Les États-Unis ont discrètement mis fin à la production de pièces d’un cent, laissant derrière eux un mystère : que faire des quelque 300 milliards de centimes en circulation ? Contre toute attente, aucune stratégie n’a été mise en place pour gérer ce trésor de cuivre et de zinc.
L’annonce, faite par la Monnaie américaine, a pris de court observateurs et experts. La décision de cesser la frappe des centimes, effective immédiatement, s’appuie sur le titre 31, section 5111 du Code des lois des États-Unis, qui autorise le secrétaire au Trésor à suspendre la production de certaines pièces. Pourtant, le sort réservé à l’énorme quantité de centimes déjà en circulation reste flou.
Selon la Monnaie américaine, il y aurait actuellement 300 milliards de pièces d’un cent en circulation. Un chiffre qui, si l’on s’y fie, dépasserait le nombre d’étoiles dans la Voie lactée. La question de savoir comment gérer cette masse monétaire semble pourtant ne pas avoir été anticipée.
« Nous n’avons connaissance d’aucun projet de publication de directives d’arrondi », a déclaré Andrew Von Ah, directeur de l’infrastructure physique du Government Accountability Office (GAO). En 2019, le GAO avait déjà souligné la nécessité d’une campagne d’information et de conseils sur l’arrondissement des transactions en espèces avant une éventuelle suppression du centime.

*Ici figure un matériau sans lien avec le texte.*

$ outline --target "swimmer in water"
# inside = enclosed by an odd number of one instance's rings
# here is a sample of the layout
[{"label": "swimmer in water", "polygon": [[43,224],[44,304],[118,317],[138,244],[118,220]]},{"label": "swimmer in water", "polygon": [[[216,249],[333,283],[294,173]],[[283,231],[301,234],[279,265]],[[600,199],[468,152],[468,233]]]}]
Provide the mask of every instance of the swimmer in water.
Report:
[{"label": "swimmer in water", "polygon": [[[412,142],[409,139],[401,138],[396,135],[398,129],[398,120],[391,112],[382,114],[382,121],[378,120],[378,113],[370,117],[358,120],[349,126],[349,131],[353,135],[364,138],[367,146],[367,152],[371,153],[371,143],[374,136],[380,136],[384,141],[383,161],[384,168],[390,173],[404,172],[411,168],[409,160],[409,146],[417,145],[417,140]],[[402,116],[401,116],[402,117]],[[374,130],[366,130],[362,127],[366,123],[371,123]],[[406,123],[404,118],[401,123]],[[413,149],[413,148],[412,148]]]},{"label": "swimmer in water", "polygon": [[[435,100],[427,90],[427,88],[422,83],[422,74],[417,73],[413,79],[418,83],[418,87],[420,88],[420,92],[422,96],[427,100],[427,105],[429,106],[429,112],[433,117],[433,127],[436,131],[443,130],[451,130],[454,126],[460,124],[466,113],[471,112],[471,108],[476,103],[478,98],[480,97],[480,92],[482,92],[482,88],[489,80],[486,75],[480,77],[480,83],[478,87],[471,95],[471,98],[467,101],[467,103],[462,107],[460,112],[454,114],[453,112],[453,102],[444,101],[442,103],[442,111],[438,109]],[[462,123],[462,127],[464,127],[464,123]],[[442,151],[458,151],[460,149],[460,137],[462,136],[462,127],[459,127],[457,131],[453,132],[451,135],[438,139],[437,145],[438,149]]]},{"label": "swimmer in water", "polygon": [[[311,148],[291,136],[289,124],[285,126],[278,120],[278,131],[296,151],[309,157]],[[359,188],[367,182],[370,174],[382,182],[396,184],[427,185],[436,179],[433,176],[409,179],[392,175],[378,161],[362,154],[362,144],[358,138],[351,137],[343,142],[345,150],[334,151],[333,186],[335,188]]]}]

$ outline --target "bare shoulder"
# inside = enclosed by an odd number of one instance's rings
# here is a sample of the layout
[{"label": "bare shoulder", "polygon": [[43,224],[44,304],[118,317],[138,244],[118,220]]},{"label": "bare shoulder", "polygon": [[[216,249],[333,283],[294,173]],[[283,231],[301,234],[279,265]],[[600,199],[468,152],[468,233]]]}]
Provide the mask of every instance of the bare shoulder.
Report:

À ce stade, aucun plan n’est non plus en cours pour retirer les centimes de la circulation ou pour atténuer les problèmes potentiels liés à leur disparition.
Le coût de fabrication d’un centime dépasse les trois cents, ce qui a longtemps alimenté les débats sur son utilité. Pourtant, personne ne semble se soucier de ce paradoxe. Les responsables de la Monnaie, interrogés à ce sujet, ont affiché une certaine gêne, confirmant qu’ils étaient soulagés de s’éloigner de ces pièces.
Le problème principal des centimes ne réside pas tant dans leur valeur économique – qui représente environ 0 % de la masse monétaire totale des États-Unis – que dans leur accumulation. La plupart des pièces frappées ne sont jamais dépensées, créant un besoin constant de nouvelles pièces pour les transactions en espèces. Ce cycle perpétuel, qualifié de « paradoxe du centime », est une source d’absurdité pour de nombreux observateurs.
Le Canada offre un modèle de gestion de la suppression d’une pièce de monnaie. En 2012, lorsque le coût de fabrication des pièces d’un cent a atteint 1,6 cent, le gouvernement canadien a annoncé l’arrêt de la production et le retrait progressif des pièces de la circulation. Une campagne d’information du public a été lancée, expliquant la logique de cette décision et fournissant des conseils sur l’arrondissement des transactions. Plus de 15 000 tonnes de centimes ont depuis été recyclées, compensant ainsi une partie des coûts de transport et évitant leur accumulation dans les décharges.
Le recyclage des centimes américains pourrait s’avérer plus complexe, car ils sont principalement constitués de zinc, un métal moins valorisé que le cuivre. De plus, la séparation du zinc et du cuivre est techniquement difficile. Le processus d’extraction du zinc est également considéré comme « très impur et toxique », selon un professeur de l’École des mines du Colorado.
En l’absence de plan gouvernemental clair, le sort des 300 milliards de centimes américains reste incertain. Les Américains, qui ont déjà l’habitude de stocker ces pièces dans leurs voitures, leurs canapés et leurs tirelires, devront continuer à gérer ce fardeau. Le gouvernement, quant à lui, semble considérer le problème des centimes comme relevant de la responsabilité de ses citoyens.